The Viking Ship Museum display of the Oseberg craft is quite dramatic. Unfortunately, the widower-father Sigurd Svendsen has essentially talked himself out of a job there with all his crazy theories. However, when his reckless co-worker Allan discovers a corroborating artifact, Svendsen packs up his petulant daughter Ragnhild and devoted son Brage to spend their summer vacation scouring for more runes in exciting Finnmark.

Naturally, Ragnhild is not too thrilled about these plans, but the spectacular scenery briefly shuts her up. They quickly meet up with Elizabeth, Allan’s “cool chick” colleague, and their hard drinking guide Leif, who is clearly just itching to yell “throw me the idol and I’ll throw you the whip.” There are headed towards Odin’s Eye, an island in the middle of former Soviet border outpost, where viewers know Queen Åsa’s father met with a painful death centuries ago in the prologue. Could there be some truth to the legend of the Midgard serpent Jörmungandr? That might explain why there’s a snake on the poster.

Frankly, one of the best things about Ragnarok is the setting. The suspiciously deserted Soviet military base is pretty creepy and the Odin’s Eye isle is worthy of a Peter Jackson Tolkien movie. Unfortunately, the creature effects are completely lacking the awe factor. Worse still is all the Svendsen family drama we have to sit through.

From "Ragnarok."

Apparently, Pål Sverre Hagen is Norway’s go-to actor for adventurous academics, following-up his portrayal of Thor Heyerdahl in the Oscar nominated Kon-Tiki with his turn as Svendsen. He is appealing earnest as the naïve archaeologist and he develops some pleasantly flirtatious chemistry with Sofia Helin’s hip and sporty Elizabeth. However, the kids are like fingernails on a blackboard.

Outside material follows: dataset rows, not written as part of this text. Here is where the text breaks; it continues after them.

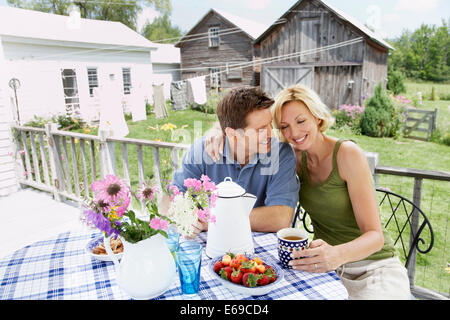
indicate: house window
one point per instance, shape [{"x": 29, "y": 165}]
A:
[
  {"x": 93, "y": 80},
  {"x": 214, "y": 76},
  {"x": 126, "y": 73},
  {"x": 213, "y": 36},
  {"x": 70, "y": 87}
]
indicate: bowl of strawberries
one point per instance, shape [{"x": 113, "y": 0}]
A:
[{"x": 246, "y": 274}]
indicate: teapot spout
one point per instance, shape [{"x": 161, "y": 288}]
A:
[{"x": 249, "y": 201}]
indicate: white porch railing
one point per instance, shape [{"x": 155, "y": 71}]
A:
[{"x": 66, "y": 163}]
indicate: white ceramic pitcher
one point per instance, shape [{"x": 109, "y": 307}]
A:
[
  {"x": 147, "y": 268},
  {"x": 231, "y": 232}
]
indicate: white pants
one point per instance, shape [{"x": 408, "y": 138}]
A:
[{"x": 385, "y": 279}]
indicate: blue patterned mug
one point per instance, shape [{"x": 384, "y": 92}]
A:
[{"x": 290, "y": 240}]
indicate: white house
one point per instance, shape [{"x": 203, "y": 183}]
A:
[
  {"x": 166, "y": 66},
  {"x": 60, "y": 60},
  {"x": 56, "y": 62}
]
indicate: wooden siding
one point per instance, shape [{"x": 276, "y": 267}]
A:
[
  {"x": 233, "y": 48},
  {"x": 311, "y": 25}
]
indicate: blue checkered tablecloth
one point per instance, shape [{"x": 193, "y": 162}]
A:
[{"x": 60, "y": 268}]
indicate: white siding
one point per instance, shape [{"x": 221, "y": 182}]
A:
[{"x": 166, "y": 73}]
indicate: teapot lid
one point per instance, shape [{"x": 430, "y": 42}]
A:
[{"x": 229, "y": 189}]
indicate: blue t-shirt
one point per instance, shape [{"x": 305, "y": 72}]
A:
[{"x": 271, "y": 177}]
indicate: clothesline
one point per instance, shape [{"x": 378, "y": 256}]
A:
[{"x": 270, "y": 59}]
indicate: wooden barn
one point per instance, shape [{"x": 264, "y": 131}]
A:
[
  {"x": 320, "y": 46},
  {"x": 220, "y": 45}
]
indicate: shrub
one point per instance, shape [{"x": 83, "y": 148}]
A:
[
  {"x": 37, "y": 122},
  {"x": 396, "y": 82},
  {"x": 434, "y": 95},
  {"x": 375, "y": 123},
  {"x": 348, "y": 115},
  {"x": 67, "y": 122}
]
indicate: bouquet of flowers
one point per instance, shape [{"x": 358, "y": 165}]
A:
[
  {"x": 109, "y": 209},
  {"x": 186, "y": 208}
]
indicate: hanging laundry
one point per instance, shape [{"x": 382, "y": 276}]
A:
[
  {"x": 112, "y": 118},
  {"x": 160, "y": 103},
  {"x": 198, "y": 89},
  {"x": 178, "y": 95}
]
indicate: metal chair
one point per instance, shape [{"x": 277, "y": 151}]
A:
[{"x": 398, "y": 213}]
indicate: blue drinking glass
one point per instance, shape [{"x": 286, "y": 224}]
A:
[
  {"x": 189, "y": 257},
  {"x": 172, "y": 241}
]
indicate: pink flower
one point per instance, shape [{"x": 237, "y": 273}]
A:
[
  {"x": 173, "y": 191},
  {"x": 159, "y": 224},
  {"x": 193, "y": 183},
  {"x": 146, "y": 192},
  {"x": 155, "y": 223},
  {"x": 203, "y": 214}
]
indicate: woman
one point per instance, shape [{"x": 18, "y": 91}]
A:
[{"x": 337, "y": 192}]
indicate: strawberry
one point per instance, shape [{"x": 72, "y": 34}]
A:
[
  {"x": 262, "y": 280},
  {"x": 248, "y": 266},
  {"x": 235, "y": 263},
  {"x": 249, "y": 279},
  {"x": 236, "y": 276},
  {"x": 270, "y": 273},
  {"x": 217, "y": 266},
  {"x": 226, "y": 259},
  {"x": 225, "y": 273},
  {"x": 260, "y": 268},
  {"x": 241, "y": 257}
]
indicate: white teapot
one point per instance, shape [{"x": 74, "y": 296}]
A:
[{"x": 231, "y": 231}]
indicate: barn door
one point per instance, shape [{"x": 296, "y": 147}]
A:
[
  {"x": 70, "y": 86},
  {"x": 276, "y": 78}
]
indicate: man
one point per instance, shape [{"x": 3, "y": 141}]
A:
[{"x": 254, "y": 159}]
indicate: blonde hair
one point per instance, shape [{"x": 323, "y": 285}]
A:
[{"x": 309, "y": 98}]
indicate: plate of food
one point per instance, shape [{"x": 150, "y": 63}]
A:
[
  {"x": 246, "y": 274},
  {"x": 96, "y": 249}
]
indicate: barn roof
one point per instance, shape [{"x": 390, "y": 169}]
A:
[
  {"x": 341, "y": 14},
  {"x": 29, "y": 24},
  {"x": 251, "y": 28}
]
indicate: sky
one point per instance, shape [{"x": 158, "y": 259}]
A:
[{"x": 388, "y": 17}]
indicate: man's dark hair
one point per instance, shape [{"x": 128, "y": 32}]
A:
[{"x": 234, "y": 107}]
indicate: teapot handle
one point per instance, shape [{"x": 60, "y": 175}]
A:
[{"x": 112, "y": 256}]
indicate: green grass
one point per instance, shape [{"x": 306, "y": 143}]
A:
[{"x": 443, "y": 106}]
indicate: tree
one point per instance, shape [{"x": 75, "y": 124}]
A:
[
  {"x": 161, "y": 29},
  {"x": 125, "y": 11}
]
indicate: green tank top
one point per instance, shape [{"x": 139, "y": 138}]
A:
[{"x": 329, "y": 207}]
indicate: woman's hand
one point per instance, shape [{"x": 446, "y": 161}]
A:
[
  {"x": 214, "y": 141},
  {"x": 319, "y": 257}
]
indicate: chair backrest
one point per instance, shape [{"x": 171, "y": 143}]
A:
[
  {"x": 402, "y": 219},
  {"x": 406, "y": 222}
]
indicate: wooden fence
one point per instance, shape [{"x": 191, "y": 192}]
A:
[
  {"x": 66, "y": 163},
  {"x": 420, "y": 121}
]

Given the success of Marvel’s Thor franchise and History Channel’s Vikings, it is not surprising Norse mythology is getting a look-see from more filmmakers. Sandemose certainly proves fjords are strikingly cinematic, but he never fully capitalizes on the Ragnarok mythos or the Oseberg backstory. Instead, he concentrates on emulating the most annoying parts of Jurassic Park. There are moments of promise in Ragnarok, but it never comes together, at least not for reasonably adult audiences. Nevertheless, it is now available for Norse mythology fans to try on VOD from Magnolia/Magnet. It also opens theatrically next Friday (8/22) in Santa Fe at the Jean Cocteau Cinema.


Posted on August 15th, 2014 at 12:14pm.